Sunday December 4, 2016 (MFA Press) – African countries must work at having a border-less continent to allow for increased movement of people and goods and hence more trade, Foreign Affairs Cabinet Secretary Amb. Amina Mohamed has said.

Speaking during the First African Investment and Business Forum, at the weekend in Algiers, CS Mohamed said African countries have to strike a balance between sovereignty and economic growth.

“We must deepen our own integration and not clink to sovereignty for sovereignty sake to close our borders,” Amb. Mohamed told the Algiers gathering.

She said the burning desire to forge deeper African integration was clear in our peoples’ resolve to succeed together, and to create a better future for all Africans, where no-one is left behind.

She decried the miserly intra-African Trade which currently stands at slightly over 10 per cent in comparison to North America and Western Europe whose intra-regional trade is at 40 per cent and 63 per cent respectively, as needing serious attention if Africa is to grow its economy.
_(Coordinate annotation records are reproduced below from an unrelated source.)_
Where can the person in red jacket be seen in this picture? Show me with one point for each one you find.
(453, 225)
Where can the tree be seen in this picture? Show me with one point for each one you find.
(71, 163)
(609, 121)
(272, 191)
She said Africa can rapidly increase intra-African trade and investment by; advancing infrastructure and seamless connectivity through air, road, rail and water, enacting policies that allow free movement of labour and goods across the continent and enabling dissemination of information and ideas to foster innovation and investment.

“To move forward, we need to make sacrifices. We have put in place cross border initiatives to ensure that formal and informal trade is fully facilitated and registered,” the CS said.

CS Mohamed hailed Algeria for hosting the very first African Investment and Business forum saying this was a reflection of collective responsibility and commitment to realise Africa’s full potential.

The theme: “Together for New Dynamics”, she said was a representative of our continuing consultation, cooperation and coordination towards the successful implementation of Africa’s blueprint – Agenda 2063: The Africa We Want.

She said traditional state policy and national governance modelled on a ‘Top-Down’ approach has been insufficient to address Africa’s requirements. Partnership between public and non-public institutions, especially private sector engagement has proved a vital component of Africa’s emergence as a global economic force.

She said the Tripartite Free Trade Area (TFTA) which brings together the East African Community (EAC), Common Market for Eastern and Southern Africa (COMESA) and Southern Africa Development Cooperation (SADC) comprising of 26 countries with a population of 600 million and a GDP of USD 624 billion was one idea that was bound to fast track Africa’s economic growth.

CS Mohamed called on Africa governments to exploit the demographic dividend profited by the youth and loop them with the women of the continent in political, financial and economic affairs. This she said is not only the right thing to do, but the smart thing to do.